On Saturday, Hubby asked where we might go to church the next day. We settled on the farmer’s market — a bit of grim humor; in fact, we didn’t go — because the church options nearby are so unappealing, particularly when compared with the life and energy I see among those looking for organic greens and apples. To recap, we want a Christian church that is institutionally and spiritually healthy, has an identifiably historic liturgy and supports us as a gay couple to the highest level of its own polity. Good luck.
Yet despite our unchurched estate, I think we’re devout Christians, and from that faith make many small and large decisions. The odd or sad fact is that the lack of a church is less of an impediment that I thought it would be.
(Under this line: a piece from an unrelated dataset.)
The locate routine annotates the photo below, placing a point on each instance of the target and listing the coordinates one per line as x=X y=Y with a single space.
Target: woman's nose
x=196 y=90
So it was quite a solace to know that this is hardly a twenty-first century phenomenon, or evidence of selfishness or some defect of loyal churchmanship. Consider this passage from no less a liberal Christian (and Unitarian fellow-traveler) than James Martineau, in his 1869 “The New Affinities of Faith: a Plea for Free Christian Union“:
Persons affected by these influences [of religious controversy] are ill at ease in their ecclesiastical home, and find their love for it tried by many an uncongenial word or usage. . . . They may very possibly have come to no conscious breach with their inherited orthodoxy, or at least have retained enough of it to save them from any direct transfer of allegiance. But it has ceased to be a religious essential, and has descended to the rank of personal opinion . . . .
Those who suffer from this over-legislation in matters of belief, may be divided into three different classes : —
1. Some have found the strain put upon their conscience intolerable, and become exiles from all religious association. They remain alone, and tell their deepest thought to none ; or gather into private knots, and whisper the secret of their divinest life as if it were a scandal or a sin. They are wanderers unattached, not from any churlish indifference to fellowship in spiritual things, but because they cannot have it without engagements which they dare not take.
2. Others hope for a reform from within their own church ; and, while labouring towards the hour of relief, endure as they best can what is repugnant to their convictions. . . .
Martineau’s experiment flourished for about a generation and was later absorbed into the General Assembly of Unitarian and Free Christian Churches — the Free Christian part of course — and wonder today what of its spirit speaks to us today.